Cayó mucha nieve en Seattle. Más de la que había caído nunca. Y el ánimo es requete festivo. En el Green Lake hay gente esquiando, y chicos tirándose en trineo. Los perros andan sin correa, y David se largó a hacer snowboard en nuestra calle.
Nieve suave, nieve purita, nieve limpia, nieve romántica. Nieve nieve y más nieve. Hacer muñecos de nieve, comer nieve, tirar bolas de nieve. Mejillas rosadas y atardeceres en sepia. Nieve = carcajadas.
¡Viva la nieve!
Vivimos a dos cuadras del lago Green Lake, que le dá nombre al barrio. Son calles tranquilas, de casas victorianas y veredas floridas.
Hay varios cafés y restaurantes, una heladería, gimnasios y estudios de yoga.

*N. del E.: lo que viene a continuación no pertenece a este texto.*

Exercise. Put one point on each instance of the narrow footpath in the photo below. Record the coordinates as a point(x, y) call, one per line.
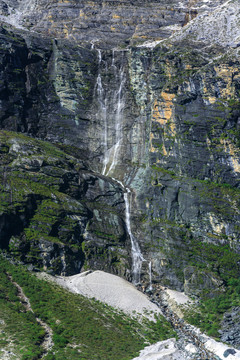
point(47, 341)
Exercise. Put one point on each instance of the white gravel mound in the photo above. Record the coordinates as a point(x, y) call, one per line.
point(162, 350)
point(109, 289)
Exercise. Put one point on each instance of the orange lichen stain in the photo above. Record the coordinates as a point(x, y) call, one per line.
point(65, 30)
point(226, 73)
point(230, 149)
point(163, 110)
point(115, 16)
point(152, 148)
point(164, 151)
point(81, 14)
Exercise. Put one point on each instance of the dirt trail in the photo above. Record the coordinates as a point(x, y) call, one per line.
point(47, 342)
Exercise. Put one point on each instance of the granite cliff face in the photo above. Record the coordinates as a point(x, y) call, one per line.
point(146, 93)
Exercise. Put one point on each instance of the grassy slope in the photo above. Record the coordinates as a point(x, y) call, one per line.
point(83, 328)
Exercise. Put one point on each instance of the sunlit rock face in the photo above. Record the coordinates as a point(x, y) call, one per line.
point(146, 93)
point(105, 22)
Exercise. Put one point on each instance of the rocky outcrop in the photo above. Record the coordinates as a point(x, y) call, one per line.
point(162, 117)
point(52, 210)
point(107, 23)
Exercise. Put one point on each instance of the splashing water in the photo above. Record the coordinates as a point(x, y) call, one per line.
point(137, 257)
point(150, 274)
point(16, 15)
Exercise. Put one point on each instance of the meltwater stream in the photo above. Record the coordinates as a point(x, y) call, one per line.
point(111, 103)
point(137, 257)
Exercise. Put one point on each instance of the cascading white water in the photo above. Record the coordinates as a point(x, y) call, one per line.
point(111, 106)
point(118, 120)
point(137, 257)
point(150, 274)
point(102, 100)
point(16, 15)
point(107, 102)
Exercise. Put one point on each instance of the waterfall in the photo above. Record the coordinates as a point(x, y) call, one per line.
point(16, 15)
point(137, 257)
point(150, 274)
point(102, 101)
point(118, 120)
point(111, 103)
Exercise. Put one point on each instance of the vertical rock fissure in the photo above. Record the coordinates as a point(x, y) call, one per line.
point(115, 103)
point(111, 103)
point(137, 257)
point(120, 101)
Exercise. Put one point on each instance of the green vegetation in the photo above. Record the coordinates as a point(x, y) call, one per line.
point(82, 328)
point(224, 263)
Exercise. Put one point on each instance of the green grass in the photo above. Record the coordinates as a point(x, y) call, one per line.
point(83, 328)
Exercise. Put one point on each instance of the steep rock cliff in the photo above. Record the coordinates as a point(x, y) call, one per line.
point(155, 106)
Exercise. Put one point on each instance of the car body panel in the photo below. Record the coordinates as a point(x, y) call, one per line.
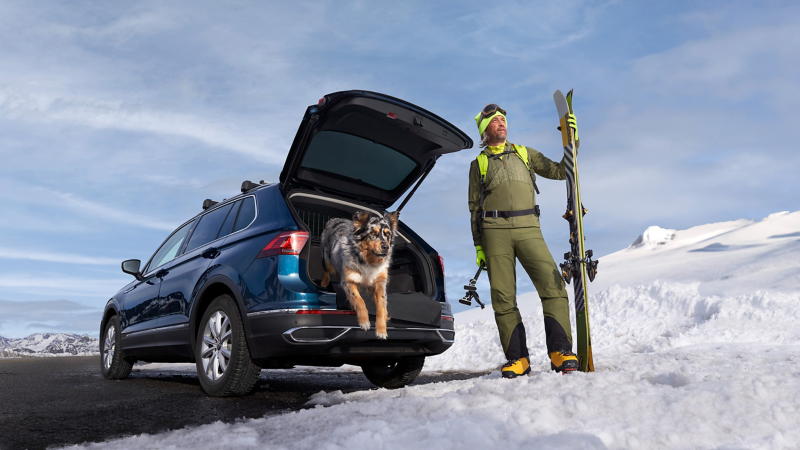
point(419, 135)
point(160, 315)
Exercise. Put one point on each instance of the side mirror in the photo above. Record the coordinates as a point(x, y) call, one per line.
point(131, 267)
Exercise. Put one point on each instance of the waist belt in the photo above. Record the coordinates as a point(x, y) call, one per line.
point(506, 214)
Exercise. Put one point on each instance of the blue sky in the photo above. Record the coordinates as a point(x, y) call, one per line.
point(117, 120)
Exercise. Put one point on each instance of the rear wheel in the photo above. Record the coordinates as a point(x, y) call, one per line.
point(395, 375)
point(112, 362)
point(224, 367)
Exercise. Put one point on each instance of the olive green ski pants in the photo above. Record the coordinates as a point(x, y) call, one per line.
point(502, 247)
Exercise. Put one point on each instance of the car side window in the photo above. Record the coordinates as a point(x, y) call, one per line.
point(246, 214)
point(227, 226)
point(208, 228)
point(170, 248)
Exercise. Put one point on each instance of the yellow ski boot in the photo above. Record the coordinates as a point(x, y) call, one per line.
point(516, 367)
point(563, 361)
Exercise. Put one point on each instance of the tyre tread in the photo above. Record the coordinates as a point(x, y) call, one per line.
point(244, 373)
point(120, 367)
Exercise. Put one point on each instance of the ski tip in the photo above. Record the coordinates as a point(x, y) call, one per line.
point(569, 99)
point(561, 103)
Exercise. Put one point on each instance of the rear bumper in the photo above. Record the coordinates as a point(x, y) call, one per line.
point(284, 338)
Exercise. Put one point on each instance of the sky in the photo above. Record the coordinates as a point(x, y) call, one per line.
point(118, 119)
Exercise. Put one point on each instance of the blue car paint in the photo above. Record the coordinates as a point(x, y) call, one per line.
point(260, 284)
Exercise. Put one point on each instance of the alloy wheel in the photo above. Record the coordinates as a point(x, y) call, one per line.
point(108, 346)
point(216, 346)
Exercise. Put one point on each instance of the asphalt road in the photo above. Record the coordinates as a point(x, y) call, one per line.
point(52, 402)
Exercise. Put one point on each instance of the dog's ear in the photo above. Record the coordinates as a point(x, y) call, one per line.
point(360, 221)
point(392, 219)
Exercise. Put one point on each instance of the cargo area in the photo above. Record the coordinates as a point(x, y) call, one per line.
point(410, 289)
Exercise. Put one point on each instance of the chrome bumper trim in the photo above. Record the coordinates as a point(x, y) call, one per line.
point(156, 330)
point(291, 339)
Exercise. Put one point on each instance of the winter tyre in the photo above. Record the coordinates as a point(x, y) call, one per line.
point(224, 367)
point(395, 375)
point(112, 362)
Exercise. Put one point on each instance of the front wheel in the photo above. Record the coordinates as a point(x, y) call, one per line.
point(223, 360)
point(396, 375)
point(112, 362)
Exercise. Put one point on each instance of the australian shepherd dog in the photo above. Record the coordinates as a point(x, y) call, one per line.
point(359, 251)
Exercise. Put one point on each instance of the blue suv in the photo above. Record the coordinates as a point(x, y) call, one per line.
point(237, 288)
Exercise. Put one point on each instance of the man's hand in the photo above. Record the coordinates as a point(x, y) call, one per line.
point(480, 259)
point(573, 123)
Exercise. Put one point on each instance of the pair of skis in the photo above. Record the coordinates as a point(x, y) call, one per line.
point(578, 266)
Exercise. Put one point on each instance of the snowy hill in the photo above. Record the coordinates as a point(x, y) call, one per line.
point(695, 342)
point(50, 344)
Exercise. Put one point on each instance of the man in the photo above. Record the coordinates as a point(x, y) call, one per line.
point(505, 227)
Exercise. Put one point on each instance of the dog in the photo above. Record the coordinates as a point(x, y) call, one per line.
point(359, 251)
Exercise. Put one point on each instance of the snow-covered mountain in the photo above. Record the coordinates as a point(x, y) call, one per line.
point(50, 344)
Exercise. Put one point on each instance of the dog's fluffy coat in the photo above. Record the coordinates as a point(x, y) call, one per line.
point(360, 251)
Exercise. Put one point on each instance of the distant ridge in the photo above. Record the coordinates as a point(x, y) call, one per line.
point(49, 344)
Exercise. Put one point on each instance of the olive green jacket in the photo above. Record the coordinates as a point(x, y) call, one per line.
point(509, 187)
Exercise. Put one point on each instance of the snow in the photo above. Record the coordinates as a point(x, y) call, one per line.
point(695, 341)
point(50, 344)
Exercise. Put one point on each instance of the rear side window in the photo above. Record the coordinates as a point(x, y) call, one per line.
point(246, 214)
point(170, 248)
point(208, 228)
point(227, 226)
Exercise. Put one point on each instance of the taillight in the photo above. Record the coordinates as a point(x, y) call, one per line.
point(285, 244)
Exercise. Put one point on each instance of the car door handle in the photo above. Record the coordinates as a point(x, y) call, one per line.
point(211, 253)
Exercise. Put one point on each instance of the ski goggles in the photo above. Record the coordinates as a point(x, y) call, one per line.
point(489, 110)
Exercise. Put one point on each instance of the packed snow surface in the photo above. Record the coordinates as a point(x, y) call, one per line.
point(696, 345)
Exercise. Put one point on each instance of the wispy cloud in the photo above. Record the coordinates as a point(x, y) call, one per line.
point(74, 204)
point(7, 253)
point(22, 104)
point(59, 285)
point(22, 318)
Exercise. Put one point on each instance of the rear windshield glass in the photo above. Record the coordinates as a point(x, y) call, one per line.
point(358, 159)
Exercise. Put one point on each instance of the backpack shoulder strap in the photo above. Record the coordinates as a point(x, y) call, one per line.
point(522, 152)
point(483, 165)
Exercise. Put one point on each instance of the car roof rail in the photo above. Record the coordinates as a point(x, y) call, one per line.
point(248, 185)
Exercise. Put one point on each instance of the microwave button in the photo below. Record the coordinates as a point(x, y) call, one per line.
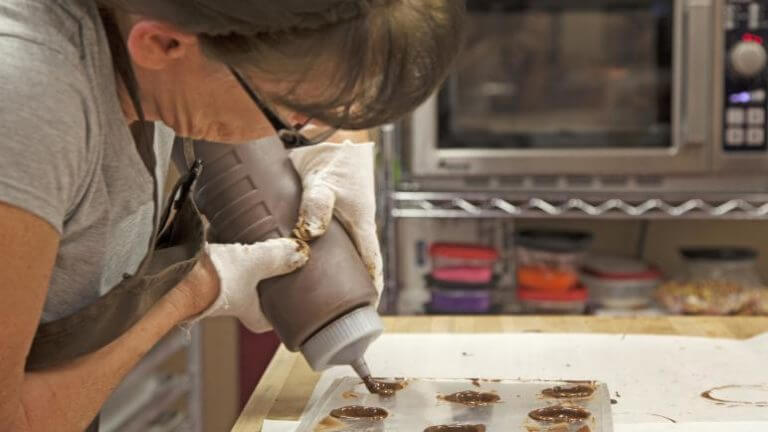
point(756, 116)
point(734, 137)
point(730, 17)
point(754, 16)
point(755, 137)
point(735, 116)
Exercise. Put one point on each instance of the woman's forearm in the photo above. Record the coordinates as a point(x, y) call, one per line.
point(69, 397)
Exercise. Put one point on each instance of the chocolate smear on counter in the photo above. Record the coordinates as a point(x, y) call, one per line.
point(472, 398)
point(578, 391)
point(383, 388)
point(560, 414)
point(356, 412)
point(456, 428)
point(709, 395)
point(350, 395)
point(330, 424)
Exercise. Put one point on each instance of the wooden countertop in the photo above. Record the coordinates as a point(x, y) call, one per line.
point(288, 383)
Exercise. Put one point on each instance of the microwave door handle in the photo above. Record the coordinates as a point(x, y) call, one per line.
point(699, 40)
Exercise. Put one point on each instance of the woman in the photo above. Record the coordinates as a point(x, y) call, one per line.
point(80, 199)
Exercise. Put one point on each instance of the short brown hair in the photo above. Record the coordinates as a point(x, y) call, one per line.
point(385, 56)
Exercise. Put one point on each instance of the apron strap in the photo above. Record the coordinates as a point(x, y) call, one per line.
point(103, 321)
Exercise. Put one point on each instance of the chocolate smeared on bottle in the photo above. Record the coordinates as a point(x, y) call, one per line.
point(560, 414)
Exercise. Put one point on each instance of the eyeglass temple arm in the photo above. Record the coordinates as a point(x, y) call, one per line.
point(273, 119)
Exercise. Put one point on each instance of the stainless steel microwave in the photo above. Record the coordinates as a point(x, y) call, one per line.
point(628, 87)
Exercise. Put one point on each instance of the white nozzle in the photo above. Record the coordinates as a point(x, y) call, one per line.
point(361, 368)
point(344, 341)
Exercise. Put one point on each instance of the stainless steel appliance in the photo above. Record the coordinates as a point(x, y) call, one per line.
point(602, 87)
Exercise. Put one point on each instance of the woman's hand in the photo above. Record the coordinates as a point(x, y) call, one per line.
point(224, 281)
point(338, 179)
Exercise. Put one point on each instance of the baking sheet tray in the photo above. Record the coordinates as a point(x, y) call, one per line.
point(419, 405)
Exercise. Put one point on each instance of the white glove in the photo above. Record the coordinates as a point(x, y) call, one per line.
point(338, 180)
point(240, 269)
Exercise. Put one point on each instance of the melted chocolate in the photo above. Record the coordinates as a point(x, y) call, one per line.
point(330, 424)
point(560, 414)
point(383, 388)
point(356, 412)
point(472, 398)
point(710, 396)
point(350, 395)
point(456, 428)
point(569, 392)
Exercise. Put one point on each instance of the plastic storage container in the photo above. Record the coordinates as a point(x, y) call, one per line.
point(460, 255)
point(620, 283)
point(460, 301)
point(462, 278)
point(549, 260)
point(716, 281)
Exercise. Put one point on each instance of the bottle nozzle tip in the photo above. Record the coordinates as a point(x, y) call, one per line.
point(361, 368)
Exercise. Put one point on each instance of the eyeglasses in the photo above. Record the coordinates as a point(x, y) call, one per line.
point(301, 134)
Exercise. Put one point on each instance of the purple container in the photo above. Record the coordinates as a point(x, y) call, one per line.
point(458, 301)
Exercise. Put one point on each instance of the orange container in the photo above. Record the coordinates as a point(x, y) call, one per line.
point(546, 279)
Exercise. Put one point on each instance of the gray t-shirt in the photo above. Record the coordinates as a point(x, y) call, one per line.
point(66, 153)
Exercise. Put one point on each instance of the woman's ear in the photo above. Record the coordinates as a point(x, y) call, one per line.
point(156, 44)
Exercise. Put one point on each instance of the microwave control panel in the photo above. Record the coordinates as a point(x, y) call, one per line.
point(746, 76)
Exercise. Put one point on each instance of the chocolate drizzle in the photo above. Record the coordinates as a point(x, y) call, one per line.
point(579, 391)
point(560, 414)
point(383, 388)
point(472, 398)
point(356, 412)
point(456, 428)
point(710, 395)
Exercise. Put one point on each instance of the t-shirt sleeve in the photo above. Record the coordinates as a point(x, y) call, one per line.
point(43, 130)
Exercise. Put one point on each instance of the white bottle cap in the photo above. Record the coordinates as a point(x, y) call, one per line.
point(343, 341)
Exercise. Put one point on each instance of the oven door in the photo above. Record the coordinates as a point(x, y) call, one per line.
point(574, 87)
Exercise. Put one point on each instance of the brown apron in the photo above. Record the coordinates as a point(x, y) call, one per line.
point(176, 251)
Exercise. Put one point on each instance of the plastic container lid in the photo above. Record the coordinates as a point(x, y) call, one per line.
point(575, 295)
point(620, 268)
point(553, 240)
point(463, 251)
point(720, 254)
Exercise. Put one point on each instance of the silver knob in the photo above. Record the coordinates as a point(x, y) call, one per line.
point(748, 58)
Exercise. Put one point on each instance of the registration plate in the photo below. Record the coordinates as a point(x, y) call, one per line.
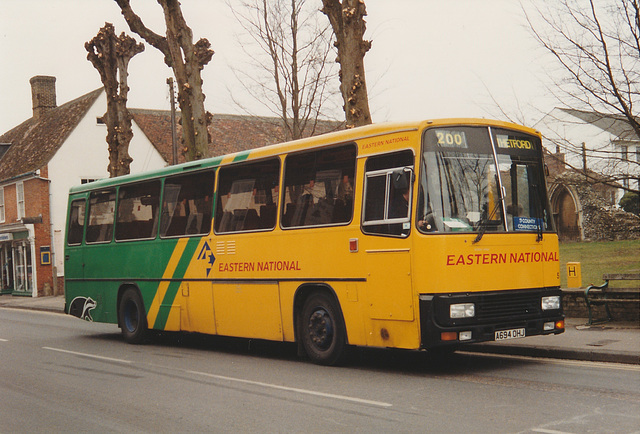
point(503, 335)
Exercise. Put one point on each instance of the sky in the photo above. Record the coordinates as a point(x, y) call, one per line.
point(429, 58)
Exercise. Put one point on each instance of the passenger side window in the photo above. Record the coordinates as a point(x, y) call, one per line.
point(248, 197)
point(319, 187)
point(187, 204)
point(76, 222)
point(101, 215)
point(138, 206)
point(387, 194)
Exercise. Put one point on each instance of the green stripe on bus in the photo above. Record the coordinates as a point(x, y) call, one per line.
point(172, 290)
point(241, 156)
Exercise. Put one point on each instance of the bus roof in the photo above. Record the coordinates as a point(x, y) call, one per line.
point(336, 137)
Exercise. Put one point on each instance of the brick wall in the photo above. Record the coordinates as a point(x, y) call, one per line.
point(36, 198)
point(36, 202)
point(10, 204)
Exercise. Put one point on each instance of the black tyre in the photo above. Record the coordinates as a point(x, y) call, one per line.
point(132, 317)
point(321, 330)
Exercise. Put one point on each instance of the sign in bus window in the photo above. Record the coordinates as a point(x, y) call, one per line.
point(451, 138)
point(101, 215)
point(187, 206)
point(138, 206)
point(387, 194)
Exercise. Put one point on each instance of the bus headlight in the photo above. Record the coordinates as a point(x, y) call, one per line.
point(551, 303)
point(462, 310)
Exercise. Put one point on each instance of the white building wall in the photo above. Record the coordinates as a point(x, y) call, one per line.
point(84, 155)
point(603, 151)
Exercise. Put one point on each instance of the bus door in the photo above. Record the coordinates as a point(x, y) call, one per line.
point(389, 284)
point(73, 255)
point(386, 217)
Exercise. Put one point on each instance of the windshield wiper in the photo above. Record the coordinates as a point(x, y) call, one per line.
point(484, 222)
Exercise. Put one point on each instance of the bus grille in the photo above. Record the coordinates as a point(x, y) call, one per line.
point(508, 305)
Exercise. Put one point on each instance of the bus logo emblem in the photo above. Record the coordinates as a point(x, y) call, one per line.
point(206, 254)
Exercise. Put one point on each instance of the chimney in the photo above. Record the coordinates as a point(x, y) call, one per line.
point(43, 94)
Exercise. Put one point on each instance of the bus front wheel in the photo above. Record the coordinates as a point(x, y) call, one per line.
point(133, 318)
point(321, 330)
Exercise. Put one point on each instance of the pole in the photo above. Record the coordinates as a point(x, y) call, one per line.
point(174, 142)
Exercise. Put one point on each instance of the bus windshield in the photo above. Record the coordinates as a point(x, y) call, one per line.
point(477, 179)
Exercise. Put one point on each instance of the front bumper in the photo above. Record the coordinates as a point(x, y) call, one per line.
point(495, 311)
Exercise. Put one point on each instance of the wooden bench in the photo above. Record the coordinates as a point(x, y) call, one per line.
point(601, 294)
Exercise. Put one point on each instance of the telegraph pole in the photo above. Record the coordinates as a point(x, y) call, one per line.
point(174, 142)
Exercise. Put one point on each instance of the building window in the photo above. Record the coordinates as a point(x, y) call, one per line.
point(20, 196)
point(1, 204)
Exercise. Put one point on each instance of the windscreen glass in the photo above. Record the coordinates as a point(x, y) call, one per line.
point(459, 188)
point(465, 187)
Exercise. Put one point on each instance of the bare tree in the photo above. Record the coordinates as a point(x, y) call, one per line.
point(187, 61)
point(347, 20)
point(597, 46)
point(110, 55)
point(292, 75)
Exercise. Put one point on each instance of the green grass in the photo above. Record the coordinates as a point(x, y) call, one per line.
point(598, 258)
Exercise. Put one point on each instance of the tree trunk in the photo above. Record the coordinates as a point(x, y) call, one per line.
point(187, 61)
point(110, 55)
point(347, 21)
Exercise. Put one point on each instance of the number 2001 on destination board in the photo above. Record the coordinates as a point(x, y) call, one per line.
point(503, 335)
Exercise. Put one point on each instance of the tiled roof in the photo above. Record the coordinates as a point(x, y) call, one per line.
point(34, 142)
point(229, 133)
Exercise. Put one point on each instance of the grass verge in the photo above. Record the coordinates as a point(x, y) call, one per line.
point(598, 258)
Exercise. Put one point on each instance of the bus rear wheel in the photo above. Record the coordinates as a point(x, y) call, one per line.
point(132, 316)
point(322, 331)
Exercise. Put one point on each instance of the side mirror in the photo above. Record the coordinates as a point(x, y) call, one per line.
point(400, 178)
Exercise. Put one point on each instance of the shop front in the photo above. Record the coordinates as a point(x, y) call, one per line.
point(17, 271)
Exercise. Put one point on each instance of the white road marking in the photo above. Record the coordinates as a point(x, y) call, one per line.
point(294, 389)
point(240, 380)
point(565, 362)
point(92, 356)
point(549, 431)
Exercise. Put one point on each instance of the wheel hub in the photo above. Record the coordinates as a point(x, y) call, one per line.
point(321, 329)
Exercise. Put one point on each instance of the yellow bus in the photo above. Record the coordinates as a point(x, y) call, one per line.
point(416, 235)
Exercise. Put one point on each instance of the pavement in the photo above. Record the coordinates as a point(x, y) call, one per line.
point(613, 342)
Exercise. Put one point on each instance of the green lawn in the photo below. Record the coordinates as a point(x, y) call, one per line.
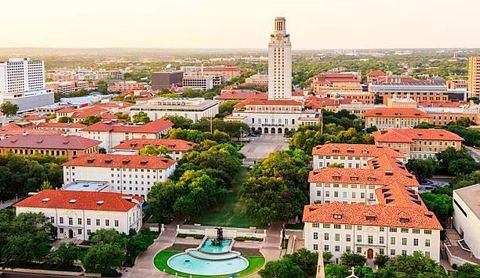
point(229, 214)
point(255, 263)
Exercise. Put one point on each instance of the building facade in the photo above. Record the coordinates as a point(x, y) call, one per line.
point(388, 118)
point(279, 62)
point(127, 174)
point(191, 108)
point(22, 82)
point(474, 76)
point(418, 143)
point(78, 214)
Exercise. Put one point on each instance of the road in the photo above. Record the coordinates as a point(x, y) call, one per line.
point(262, 146)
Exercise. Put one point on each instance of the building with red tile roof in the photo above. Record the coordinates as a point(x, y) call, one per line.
point(418, 143)
point(343, 81)
point(127, 174)
point(77, 214)
point(388, 118)
point(175, 147)
point(69, 146)
point(111, 133)
point(361, 206)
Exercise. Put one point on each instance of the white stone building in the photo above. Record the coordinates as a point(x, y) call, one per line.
point(191, 108)
point(77, 214)
point(127, 174)
point(22, 82)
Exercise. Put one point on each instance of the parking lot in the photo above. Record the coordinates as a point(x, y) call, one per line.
point(261, 146)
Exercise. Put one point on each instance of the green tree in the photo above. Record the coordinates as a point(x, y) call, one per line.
point(65, 255)
point(141, 117)
point(336, 271)
point(352, 259)
point(281, 269)
point(422, 168)
point(8, 108)
point(65, 120)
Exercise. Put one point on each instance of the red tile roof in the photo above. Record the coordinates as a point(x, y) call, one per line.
point(371, 215)
point(171, 144)
point(268, 102)
point(66, 142)
point(157, 126)
point(355, 150)
point(81, 200)
point(236, 95)
point(396, 112)
point(411, 134)
point(121, 161)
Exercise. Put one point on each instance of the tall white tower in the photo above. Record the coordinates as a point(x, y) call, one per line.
point(279, 62)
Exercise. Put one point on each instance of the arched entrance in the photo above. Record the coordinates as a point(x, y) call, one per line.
point(370, 253)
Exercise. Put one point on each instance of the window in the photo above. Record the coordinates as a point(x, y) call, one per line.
point(427, 243)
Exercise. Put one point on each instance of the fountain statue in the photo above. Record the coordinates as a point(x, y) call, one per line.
point(218, 241)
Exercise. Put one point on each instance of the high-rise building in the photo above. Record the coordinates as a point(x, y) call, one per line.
point(22, 82)
point(474, 76)
point(279, 62)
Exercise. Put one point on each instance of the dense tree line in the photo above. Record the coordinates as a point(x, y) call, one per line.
point(276, 187)
point(200, 181)
point(20, 175)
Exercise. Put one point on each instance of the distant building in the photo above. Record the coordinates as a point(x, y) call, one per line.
point(127, 174)
point(474, 76)
point(69, 146)
point(333, 81)
point(418, 143)
point(111, 133)
point(175, 147)
point(464, 242)
point(22, 82)
point(408, 87)
point(78, 214)
point(166, 79)
point(192, 108)
point(200, 82)
point(387, 118)
point(257, 79)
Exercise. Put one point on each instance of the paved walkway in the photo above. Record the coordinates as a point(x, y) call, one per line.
point(144, 267)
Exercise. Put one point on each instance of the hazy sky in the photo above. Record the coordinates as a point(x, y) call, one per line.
point(313, 24)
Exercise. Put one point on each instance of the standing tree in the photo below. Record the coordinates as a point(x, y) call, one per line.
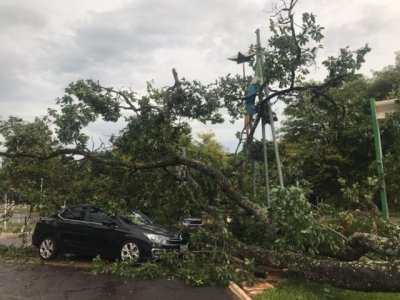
point(158, 126)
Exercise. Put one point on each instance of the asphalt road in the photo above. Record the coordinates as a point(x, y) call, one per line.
point(23, 282)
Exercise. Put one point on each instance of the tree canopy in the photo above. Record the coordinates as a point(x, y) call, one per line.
point(156, 165)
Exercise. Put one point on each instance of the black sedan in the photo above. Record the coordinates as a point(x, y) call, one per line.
point(85, 229)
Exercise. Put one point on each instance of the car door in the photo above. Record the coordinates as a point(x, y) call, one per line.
point(72, 225)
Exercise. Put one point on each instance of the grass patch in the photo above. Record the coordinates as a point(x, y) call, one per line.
point(18, 254)
point(303, 290)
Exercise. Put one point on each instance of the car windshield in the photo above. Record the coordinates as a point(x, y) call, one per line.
point(137, 218)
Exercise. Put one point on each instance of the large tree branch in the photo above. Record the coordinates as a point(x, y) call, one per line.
point(357, 275)
point(170, 160)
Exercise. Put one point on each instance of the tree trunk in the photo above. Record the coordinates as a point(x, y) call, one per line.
point(356, 275)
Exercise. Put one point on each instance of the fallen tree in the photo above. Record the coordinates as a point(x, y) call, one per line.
point(155, 131)
point(363, 275)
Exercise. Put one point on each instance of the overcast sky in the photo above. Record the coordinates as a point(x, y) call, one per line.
point(46, 44)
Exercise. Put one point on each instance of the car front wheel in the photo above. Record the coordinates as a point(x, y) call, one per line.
point(130, 251)
point(48, 248)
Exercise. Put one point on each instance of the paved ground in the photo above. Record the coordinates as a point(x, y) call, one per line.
point(23, 282)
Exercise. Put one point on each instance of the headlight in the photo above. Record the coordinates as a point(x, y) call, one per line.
point(155, 238)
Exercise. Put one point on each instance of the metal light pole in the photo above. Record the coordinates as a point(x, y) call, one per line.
point(278, 162)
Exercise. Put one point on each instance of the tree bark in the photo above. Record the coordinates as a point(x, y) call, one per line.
point(356, 275)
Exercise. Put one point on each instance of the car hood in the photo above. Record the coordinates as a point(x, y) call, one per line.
point(156, 229)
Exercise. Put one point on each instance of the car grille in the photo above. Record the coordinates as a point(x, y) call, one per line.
point(178, 239)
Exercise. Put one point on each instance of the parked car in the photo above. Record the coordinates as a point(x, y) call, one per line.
point(87, 230)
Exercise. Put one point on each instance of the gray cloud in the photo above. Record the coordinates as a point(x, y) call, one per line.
point(46, 44)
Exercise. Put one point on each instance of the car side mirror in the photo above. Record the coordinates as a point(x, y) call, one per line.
point(108, 223)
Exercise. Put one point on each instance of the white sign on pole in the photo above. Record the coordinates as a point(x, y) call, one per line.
point(386, 106)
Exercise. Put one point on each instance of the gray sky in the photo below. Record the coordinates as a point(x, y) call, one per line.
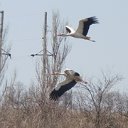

Todo muy orientado a la clase media alta.
O “media aburrida”, parafreseando a Mafalda, que concluyó que a la clase media se la llamaba “clase media” porque era “media estúpida”.
Hay otros barrios más vibrantes, con negocios abiertos las veinticuatro horas, puestos de tacos mexicanos, y peluquerías latinas con pósters de cantantes.
Sin embargo, nuestro barrio tiene su vida.
El lago es uno de los centros veraniegos de Seattle. Se puede andar en bote y nadar con patos, gansos y tortugas.